楚辭神情一凝,眼裏不由得蹦出一股殺氣。
“告訴南宮允,李莫。立即出兵征讨古叉,本王要拿他古叉,秋餘,古登這三個勢力立威!”
楚辭怒了,他沒想到,古叉,秋餘,古登這三個勢力竟然如此嚣張,敢在這個時候跳出來作妖。
如此嚣張跋扈,豈有不滅之理?
“是,殿下!”
隐九神情平靜,看不出任何表情,在他心裏,古叉,秋餘,古登這三個勢力,不久後就會不複存在。
“孩兒參見父親大人!”
北城,張帆這幾日一直心緒不甯,尹城的數十萬大軍已經蠢蠢欲動,雖然北業也做好了準備,但是他真的不想做那個出頭之人。
“元兒,你終于回來了,快說說齊城的情況。”
見張治元回來,張帆終于松了口氣。
“父親,李莫公子說的沒錯,齊城已經歸順了冥王殿下,而且,據孩兒所知,冥王已經在鹽城聚集了四十萬大軍,要是誰敢公然挑釁,四十萬大軍随時有可能兵臨城下。”
張治元神情非常凝重,雖然北城實力也算不弱,但是面對冥王的怒火,北城恐怕有些難以承受。
“元兒說的沒錯,一旦冥王對我北城用兵,我們将毫無勝算。”
“要知道,如果冥王真的針對我北城,恐怕就不光是鹽城的四十萬大軍了!”
張治元神情一愣,有些疑惑的看向張帆。
“父親?難道冥王還有其他軍隊?”
他前往鹽城,還不知道西部發生的事情。
“沒錯,元兒,冥王還在尹城聚集了數十萬大軍,要是冥王兩軍同時兵臨城下,北城面對的壓力,将是前所未有的。
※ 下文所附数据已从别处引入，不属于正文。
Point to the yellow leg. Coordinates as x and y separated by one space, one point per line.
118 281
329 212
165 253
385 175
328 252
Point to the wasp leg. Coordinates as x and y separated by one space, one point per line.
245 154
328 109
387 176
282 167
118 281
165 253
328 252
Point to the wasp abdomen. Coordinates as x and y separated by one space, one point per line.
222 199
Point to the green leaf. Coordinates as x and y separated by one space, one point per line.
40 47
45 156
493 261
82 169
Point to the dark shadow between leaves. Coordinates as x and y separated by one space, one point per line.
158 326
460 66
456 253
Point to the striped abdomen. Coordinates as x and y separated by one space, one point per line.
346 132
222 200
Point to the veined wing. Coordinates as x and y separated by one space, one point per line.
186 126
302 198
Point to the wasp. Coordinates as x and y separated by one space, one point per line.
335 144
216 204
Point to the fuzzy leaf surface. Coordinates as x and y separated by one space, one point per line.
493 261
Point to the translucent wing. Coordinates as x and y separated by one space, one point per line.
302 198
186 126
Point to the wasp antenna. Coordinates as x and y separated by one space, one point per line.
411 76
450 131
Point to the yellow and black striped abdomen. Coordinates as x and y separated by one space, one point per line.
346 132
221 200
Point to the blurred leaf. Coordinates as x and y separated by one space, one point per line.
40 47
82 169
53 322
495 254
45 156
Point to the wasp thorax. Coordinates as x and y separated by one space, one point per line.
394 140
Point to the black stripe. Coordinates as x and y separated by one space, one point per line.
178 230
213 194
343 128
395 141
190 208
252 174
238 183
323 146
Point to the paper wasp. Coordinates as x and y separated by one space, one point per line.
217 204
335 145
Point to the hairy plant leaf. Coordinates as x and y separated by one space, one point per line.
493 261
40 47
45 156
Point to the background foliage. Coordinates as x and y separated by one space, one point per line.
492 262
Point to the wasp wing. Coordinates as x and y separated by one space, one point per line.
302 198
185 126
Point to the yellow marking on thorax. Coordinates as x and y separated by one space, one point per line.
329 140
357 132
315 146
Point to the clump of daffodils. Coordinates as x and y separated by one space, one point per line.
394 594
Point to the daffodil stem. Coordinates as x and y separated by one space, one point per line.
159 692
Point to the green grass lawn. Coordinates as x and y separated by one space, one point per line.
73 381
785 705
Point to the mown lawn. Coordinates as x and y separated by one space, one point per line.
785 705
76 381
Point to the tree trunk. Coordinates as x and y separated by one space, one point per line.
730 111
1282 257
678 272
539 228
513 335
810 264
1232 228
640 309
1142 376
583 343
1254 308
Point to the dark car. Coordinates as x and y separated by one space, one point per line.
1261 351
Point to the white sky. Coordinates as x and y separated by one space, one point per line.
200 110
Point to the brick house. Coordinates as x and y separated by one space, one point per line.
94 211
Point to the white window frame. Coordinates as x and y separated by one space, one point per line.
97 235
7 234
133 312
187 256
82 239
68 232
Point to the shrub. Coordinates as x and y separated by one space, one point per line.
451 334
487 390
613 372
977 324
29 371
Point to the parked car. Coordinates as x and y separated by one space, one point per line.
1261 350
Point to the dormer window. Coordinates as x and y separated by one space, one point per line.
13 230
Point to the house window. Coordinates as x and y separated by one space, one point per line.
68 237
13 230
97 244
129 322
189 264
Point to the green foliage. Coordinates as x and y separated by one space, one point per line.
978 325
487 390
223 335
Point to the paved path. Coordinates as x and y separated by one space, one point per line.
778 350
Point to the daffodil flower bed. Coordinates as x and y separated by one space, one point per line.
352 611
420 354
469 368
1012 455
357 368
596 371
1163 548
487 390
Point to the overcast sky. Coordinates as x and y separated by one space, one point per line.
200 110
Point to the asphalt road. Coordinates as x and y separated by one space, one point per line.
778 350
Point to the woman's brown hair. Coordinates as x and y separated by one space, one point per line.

”
張帆心情非常複雜,他原本以爲,自己坐擁上十座城池,兵力達到二十多萬,在内冥地區可以橫行一世,可是回過頭來卻發現,自己在别人眼裏,根本就微不足道。
“大人,公子,不好了,尹城數十萬大軍突然開拔,直朝我北城而來。”
就在兩人心情沉重之時,一名将領火急火燎的來到了府内。
“什麽!尹城大軍已經開拔?”
張帆心裏一顫,看向來人。
“是的大人,尹城大軍已經開拔,直朝我北業城而來。”
将領内心也是有些着急,北城雖然有二十多萬大軍,但是到目前爲止,還有一部軍隊分散在其他城池,短時間内,根本不可能回到北業城。
“看來,冥王是想拿我北業立威啊!”
張帆微微歎了口氣,上次拒絕李莫,沒想到對方的報複來的如此之快。
“父親,那我們現在應該如何?”
看着臉色有些蒼白的張帆,張治元有些心疼。
“元兒,如果父親慫了,歸順冥王,你會看不起父親嗎?”
讓來人離開後,張帆有些苦笑的看着自己的兒子。
“父親,識時務者爲俊傑,冥王勢大,父親爲了北城上百萬百姓,向冥王稱臣,此乃大義,有何不可?”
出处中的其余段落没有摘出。